Igualmente, trabajar con unas marcas de prestigio y reconocidas en nuestro sector, nos exige mejorar nuestro servicio y ofrecer una atención más personalizada. Ello nos permite ofrecer a nuestros clientes mayor seguridad y tranquilidad en épocas inciertas como las que vivimos. El buen servicio es una de las principales herramientas de fidelización con las que cuenta una empresa comercial como OMC.

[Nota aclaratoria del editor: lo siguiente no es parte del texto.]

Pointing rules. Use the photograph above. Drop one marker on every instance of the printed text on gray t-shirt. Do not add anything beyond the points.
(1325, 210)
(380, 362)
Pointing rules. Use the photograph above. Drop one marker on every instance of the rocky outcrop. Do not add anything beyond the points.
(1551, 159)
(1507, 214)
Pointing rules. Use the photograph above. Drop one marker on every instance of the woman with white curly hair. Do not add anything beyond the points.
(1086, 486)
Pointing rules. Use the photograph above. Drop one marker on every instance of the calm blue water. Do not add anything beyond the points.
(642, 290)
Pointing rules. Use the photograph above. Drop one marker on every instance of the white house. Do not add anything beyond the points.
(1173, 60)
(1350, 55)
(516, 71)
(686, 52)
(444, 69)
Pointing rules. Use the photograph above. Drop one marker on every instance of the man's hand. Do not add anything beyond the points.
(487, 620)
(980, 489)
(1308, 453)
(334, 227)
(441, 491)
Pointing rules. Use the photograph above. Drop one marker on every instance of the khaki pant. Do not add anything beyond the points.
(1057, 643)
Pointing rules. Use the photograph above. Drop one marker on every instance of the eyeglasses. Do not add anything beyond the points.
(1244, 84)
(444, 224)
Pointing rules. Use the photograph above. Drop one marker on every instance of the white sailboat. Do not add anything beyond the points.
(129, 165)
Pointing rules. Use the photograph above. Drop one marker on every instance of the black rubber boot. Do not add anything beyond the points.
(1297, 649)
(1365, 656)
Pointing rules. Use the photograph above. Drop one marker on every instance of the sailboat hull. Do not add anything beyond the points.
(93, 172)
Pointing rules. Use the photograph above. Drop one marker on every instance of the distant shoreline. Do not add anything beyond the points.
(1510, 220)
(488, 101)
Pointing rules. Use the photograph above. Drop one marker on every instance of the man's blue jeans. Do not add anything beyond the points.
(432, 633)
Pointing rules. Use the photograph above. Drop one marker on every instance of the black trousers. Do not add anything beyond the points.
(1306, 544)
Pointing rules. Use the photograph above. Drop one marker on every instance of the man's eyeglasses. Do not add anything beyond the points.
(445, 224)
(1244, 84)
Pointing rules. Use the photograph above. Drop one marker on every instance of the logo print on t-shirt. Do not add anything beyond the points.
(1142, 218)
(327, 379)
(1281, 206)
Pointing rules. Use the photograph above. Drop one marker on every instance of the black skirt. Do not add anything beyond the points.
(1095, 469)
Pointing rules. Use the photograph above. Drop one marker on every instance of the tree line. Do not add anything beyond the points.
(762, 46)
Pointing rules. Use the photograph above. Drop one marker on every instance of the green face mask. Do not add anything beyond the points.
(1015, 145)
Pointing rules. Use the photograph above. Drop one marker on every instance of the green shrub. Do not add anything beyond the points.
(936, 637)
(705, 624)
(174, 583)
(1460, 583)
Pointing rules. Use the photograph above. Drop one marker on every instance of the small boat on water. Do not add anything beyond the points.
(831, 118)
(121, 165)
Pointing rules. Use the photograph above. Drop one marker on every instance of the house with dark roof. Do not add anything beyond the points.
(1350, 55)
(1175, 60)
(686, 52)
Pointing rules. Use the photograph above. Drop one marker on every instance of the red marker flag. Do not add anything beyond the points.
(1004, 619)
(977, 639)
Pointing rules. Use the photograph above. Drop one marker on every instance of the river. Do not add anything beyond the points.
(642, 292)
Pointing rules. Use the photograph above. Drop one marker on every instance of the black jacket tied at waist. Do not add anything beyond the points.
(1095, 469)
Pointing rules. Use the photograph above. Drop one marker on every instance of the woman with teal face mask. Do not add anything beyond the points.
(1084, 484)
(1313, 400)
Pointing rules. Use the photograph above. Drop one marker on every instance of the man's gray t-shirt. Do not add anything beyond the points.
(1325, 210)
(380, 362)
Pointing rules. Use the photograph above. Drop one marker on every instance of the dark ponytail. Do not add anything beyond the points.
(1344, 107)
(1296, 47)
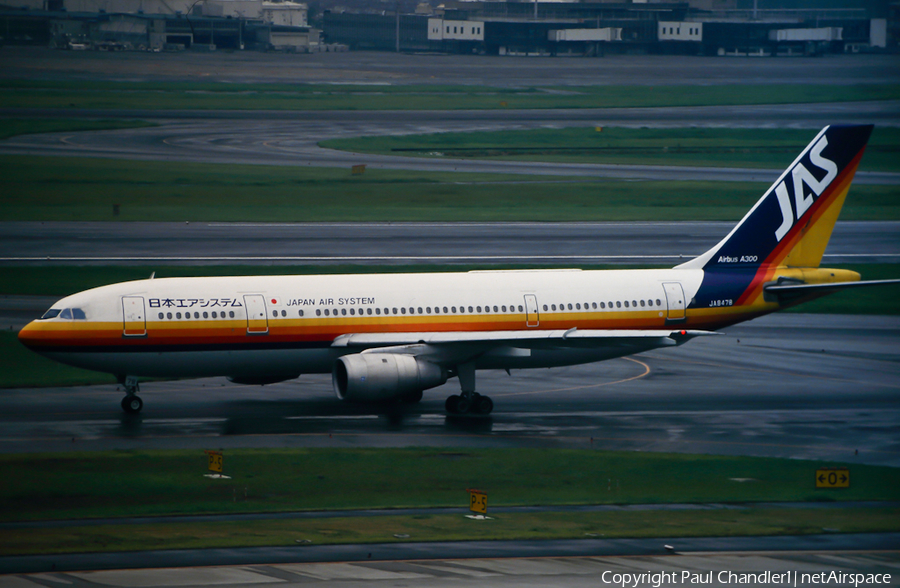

Me gusta resumirlo en una estrofa de una canción que lanzó a la fama Frank Sinatra, “My Way”, y que refleja el espíritu y filosofía que Salvador Rigola (uno de los fundadores de OMC y alma del proyecto) intento transmitirnos: “I’ve lived a life that’s full. I’ve travelled each and every highway. And more, much more than this, I did it my way” («He vivido una vida plema. He viajado por todas y cada una de las carreteras. Y más, mucho más que eso, lo hice a mi manera”).

No hay duda de que OMC, recorriendo los difíciles caminos “a su manera” (con seriedad, equipo humano y vocación de servicio) ha alcanzado el merecido prestigio que hoy se le reconoce. Gracias, Michel.

Michel Madoz nació en Pamplona hace 36 años.
Es Licenciado en Empresariales por la Universidad Ramón Llull – IQS.
Máster en Marketing en ESADE
Posgrado en Marketing On-line en Universidad de Barcelona – EAE.
En el año 2002 entró a formar parte del equipo de OMC ocupando plaza de ayudante en el departamento de Consumibles donde se fue forjando para alcanzar metas superiores.
Actualmente ocupa el cargo de Director de Marketing que compagina con el de Responsable de la División de Consumibles.